My process for cleaning up the impact my being a jerk has had on people, is simple. I've gotten back in touch with every single living person with whom I've been a jerk, taken responsibility for my behavior, and apologized for it. I've also cleaned it up with every single person no longer living (yes it's possible to do that) as well as with those whom I can't trace. That, in and of itself, allowed me to powerfully complete the past, and move on with my life with integrity. And that was enough ... for a short while at least. Then I realized there's something even more fundamental which is called for. Being the occasional jerk is so intrinsic to being human that simply cleaning it up isn't  enough. What I realized I had to do was embrace  my own jerkishness. Cleaning it up, in and of itself as it turns out, doesn't cut to the chase.
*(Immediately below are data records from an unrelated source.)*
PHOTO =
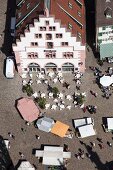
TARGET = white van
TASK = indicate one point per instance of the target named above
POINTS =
(9, 67)
(13, 22)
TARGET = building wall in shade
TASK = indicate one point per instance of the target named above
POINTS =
(71, 13)
(30, 8)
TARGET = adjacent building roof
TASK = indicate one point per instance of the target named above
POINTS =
(101, 6)
(60, 129)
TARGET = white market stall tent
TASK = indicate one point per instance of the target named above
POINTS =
(25, 165)
(106, 80)
(53, 155)
(108, 127)
(86, 131)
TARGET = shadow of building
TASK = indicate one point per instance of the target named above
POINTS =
(5, 160)
(95, 158)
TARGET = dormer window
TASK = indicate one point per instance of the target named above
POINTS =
(108, 13)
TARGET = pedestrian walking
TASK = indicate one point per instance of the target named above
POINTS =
(101, 146)
(100, 140)
(21, 154)
(109, 143)
(88, 155)
(84, 109)
(95, 94)
(93, 144)
(82, 155)
(11, 135)
(23, 130)
(77, 156)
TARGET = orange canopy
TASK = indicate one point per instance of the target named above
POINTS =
(60, 129)
(28, 109)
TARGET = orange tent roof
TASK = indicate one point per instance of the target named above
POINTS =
(60, 129)
(28, 109)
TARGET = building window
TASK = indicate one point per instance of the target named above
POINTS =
(50, 55)
(32, 55)
(38, 35)
(58, 35)
(108, 0)
(103, 28)
(99, 34)
(34, 44)
(52, 28)
(70, 5)
(68, 55)
(47, 22)
(49, 44)
(79, 3)
(48, 36)
(64, 43)
(42, 28)
(79, 13)
(28, 5)
(25, 69)
(70, 26)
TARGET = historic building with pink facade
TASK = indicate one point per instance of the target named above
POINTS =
(46, 45)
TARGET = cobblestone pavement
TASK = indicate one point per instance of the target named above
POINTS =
(10, 120)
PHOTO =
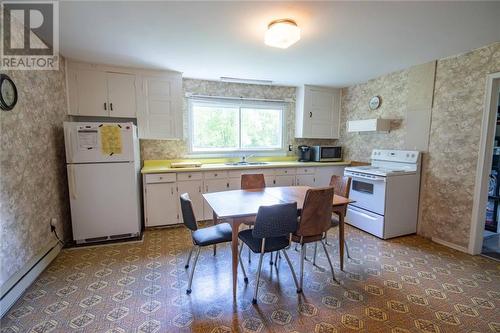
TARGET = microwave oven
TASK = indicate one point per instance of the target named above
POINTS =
(326, 153)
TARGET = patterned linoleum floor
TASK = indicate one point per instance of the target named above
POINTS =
(407, 284)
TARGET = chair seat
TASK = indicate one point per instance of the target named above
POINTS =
(272, 243)
(218, 233)
(307, 239)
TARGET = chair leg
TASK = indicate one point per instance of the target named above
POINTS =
(241, 263)
(189, 258)
(315, 252)
(329, 261)
(347, 250)
(291, 268)
(254, 300)
(188, 290)
(302, 258)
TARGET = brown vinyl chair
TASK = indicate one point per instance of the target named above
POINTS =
(314, 223)
(342, 187)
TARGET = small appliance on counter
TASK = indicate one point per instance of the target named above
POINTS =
(304, 153)
(326, 153)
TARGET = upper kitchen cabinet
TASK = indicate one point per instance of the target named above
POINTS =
(93, 91)
(161, 113)
(317, 113)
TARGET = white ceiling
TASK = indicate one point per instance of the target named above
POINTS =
(342, 42)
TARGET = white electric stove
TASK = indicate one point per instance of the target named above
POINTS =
(386, 193)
Embracing it and taking responsibility for it ie owning it then  cleaning it up, works. It's the authentic way to handle being a jerk, not if but whenever I'm being a jerk.

For me, becoming enlightened (which is a loaded term at best, yet in this context it's good enough for jazz) isn't trying to get to a place of being super  human ie to a place where I'm never a jerk any more. That would be like a dog trying not to be a dog. To me, becoming enlightened is becoming fully  human. And becoming fully human in an enlightened way, calls for embracing my intrinsic human jerkishness, taking responsibility for it, and then cleaning it up, not if but whenever it manifests.

I'll bet you good money you've all noticed that a jerk who doesn't take responsibility for being a jerk, and who's in denial of being a jerk, is a jerk. And yet a jerk who notices they're being a jerk, who takes responsibility for being a jerk, and who cleans it up fast, is an inspiration, yes? Notice it's the same behavior - yet with different ownership. That's it. And that's all. It's the choice we have between these two different ways of owning our intrinsic human jerkishness, which results in dramatically dissimilar impacts being a jerk has on our individual constituencies and on the beingsphere as a whole.